Comparison with JupyterHub
In addition to being able to run any Docker container, not just JupyterLab, Data Workspace has some deliberate architectural features that are different to JupyterHub.
-
All state is in the database, accessed by the main Django application.
-
Specifically, no state is kept in the memory of the main Django application. This means it can be horizontally scaled without issue.
-
The proxy is also stateless: it fetches how to route requests from the main application, which itself fetches the data from the database. This means it can also be horizontally scaled without issue, and potentially independently from the main application. This means sticky sessions are not needed, and multiple users could access the same application, which is a planned feature for user-supplied visualisation applications.
-
Authentication is completely handled by the proxy. Apart from specific exceptions like the healthcheck, non-authenticated requests do not reach the main application.
-
The launched containers do not make requests to the main application, and the main application does not make requests to the launched containers.
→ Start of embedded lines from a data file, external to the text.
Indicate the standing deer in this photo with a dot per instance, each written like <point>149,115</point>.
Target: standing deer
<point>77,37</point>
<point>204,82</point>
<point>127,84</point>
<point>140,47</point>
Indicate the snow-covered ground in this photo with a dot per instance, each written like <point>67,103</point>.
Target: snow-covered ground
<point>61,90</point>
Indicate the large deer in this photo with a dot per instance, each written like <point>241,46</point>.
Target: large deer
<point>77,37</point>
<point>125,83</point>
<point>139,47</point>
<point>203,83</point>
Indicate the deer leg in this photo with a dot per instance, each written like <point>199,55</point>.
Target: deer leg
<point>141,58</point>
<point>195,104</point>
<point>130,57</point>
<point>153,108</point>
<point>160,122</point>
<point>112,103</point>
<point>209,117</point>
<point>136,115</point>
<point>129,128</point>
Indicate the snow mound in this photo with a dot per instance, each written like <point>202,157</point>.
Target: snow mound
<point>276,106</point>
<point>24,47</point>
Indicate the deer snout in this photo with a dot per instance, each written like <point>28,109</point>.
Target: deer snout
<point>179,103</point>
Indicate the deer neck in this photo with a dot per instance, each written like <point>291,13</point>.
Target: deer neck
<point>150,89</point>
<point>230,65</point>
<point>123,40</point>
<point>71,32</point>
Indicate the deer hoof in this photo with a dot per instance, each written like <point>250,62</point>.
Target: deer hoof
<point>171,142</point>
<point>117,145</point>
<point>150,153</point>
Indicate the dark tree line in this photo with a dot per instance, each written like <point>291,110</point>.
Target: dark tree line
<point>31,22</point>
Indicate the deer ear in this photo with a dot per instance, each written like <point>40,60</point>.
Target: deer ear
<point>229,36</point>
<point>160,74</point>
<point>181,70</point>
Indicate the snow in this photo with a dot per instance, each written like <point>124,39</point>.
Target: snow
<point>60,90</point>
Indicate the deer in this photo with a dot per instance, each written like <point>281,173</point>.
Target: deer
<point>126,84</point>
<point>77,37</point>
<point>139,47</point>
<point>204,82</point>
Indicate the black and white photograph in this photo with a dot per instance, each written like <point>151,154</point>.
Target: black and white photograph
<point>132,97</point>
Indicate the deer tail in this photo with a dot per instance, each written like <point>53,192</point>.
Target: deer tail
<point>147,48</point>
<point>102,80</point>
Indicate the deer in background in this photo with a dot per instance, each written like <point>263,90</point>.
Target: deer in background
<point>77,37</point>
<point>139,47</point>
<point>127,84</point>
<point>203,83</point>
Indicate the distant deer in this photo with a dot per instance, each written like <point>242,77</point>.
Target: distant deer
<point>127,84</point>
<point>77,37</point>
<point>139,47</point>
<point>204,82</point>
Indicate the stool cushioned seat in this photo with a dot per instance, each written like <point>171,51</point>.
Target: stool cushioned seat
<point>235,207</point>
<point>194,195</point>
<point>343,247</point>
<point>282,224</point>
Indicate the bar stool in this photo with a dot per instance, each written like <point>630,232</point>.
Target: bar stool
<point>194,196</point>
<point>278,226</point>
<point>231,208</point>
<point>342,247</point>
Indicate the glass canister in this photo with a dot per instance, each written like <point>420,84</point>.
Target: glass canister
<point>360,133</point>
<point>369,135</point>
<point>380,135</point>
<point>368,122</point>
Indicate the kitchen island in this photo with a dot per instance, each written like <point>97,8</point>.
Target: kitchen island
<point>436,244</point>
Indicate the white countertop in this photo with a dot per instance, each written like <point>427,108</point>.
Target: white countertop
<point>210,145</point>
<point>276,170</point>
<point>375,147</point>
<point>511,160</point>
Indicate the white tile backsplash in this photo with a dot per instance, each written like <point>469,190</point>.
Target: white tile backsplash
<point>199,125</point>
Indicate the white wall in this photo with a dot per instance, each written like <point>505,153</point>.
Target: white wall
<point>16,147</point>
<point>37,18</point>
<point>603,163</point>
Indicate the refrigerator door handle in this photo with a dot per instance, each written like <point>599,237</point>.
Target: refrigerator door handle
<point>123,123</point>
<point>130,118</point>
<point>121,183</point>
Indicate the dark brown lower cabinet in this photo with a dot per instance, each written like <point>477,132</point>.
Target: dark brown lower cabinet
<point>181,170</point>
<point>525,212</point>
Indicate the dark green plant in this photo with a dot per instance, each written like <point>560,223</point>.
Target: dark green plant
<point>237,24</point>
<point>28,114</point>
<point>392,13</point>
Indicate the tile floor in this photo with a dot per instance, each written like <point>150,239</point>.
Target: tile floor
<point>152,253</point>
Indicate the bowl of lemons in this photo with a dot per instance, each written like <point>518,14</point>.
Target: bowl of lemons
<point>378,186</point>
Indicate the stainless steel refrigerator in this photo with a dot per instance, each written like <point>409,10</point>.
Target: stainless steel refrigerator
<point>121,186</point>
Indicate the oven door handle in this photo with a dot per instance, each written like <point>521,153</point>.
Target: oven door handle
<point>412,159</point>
This means there are fewer cyclic dependencies in terms of data flow, and that applications don’t need to be customised for this environment. They just need to open a port for HTTP requests, which makes them extremely standard web-based Docker applications.
There is a notable exception to the statelessness of the main application: the launch of an application is made of a sequence of calls to AWS, and is done in a Celery task. If this sequence is interrupted, the launch of the application will fail. This is a solvable problem: the state could be saving into the database and the sequence resumed later. However, since this sequence of calls lasts only a few seconds, and the user will be told of the error and can refresh to try to launch the application again, at this stage of the project this has been deemed unnecessary.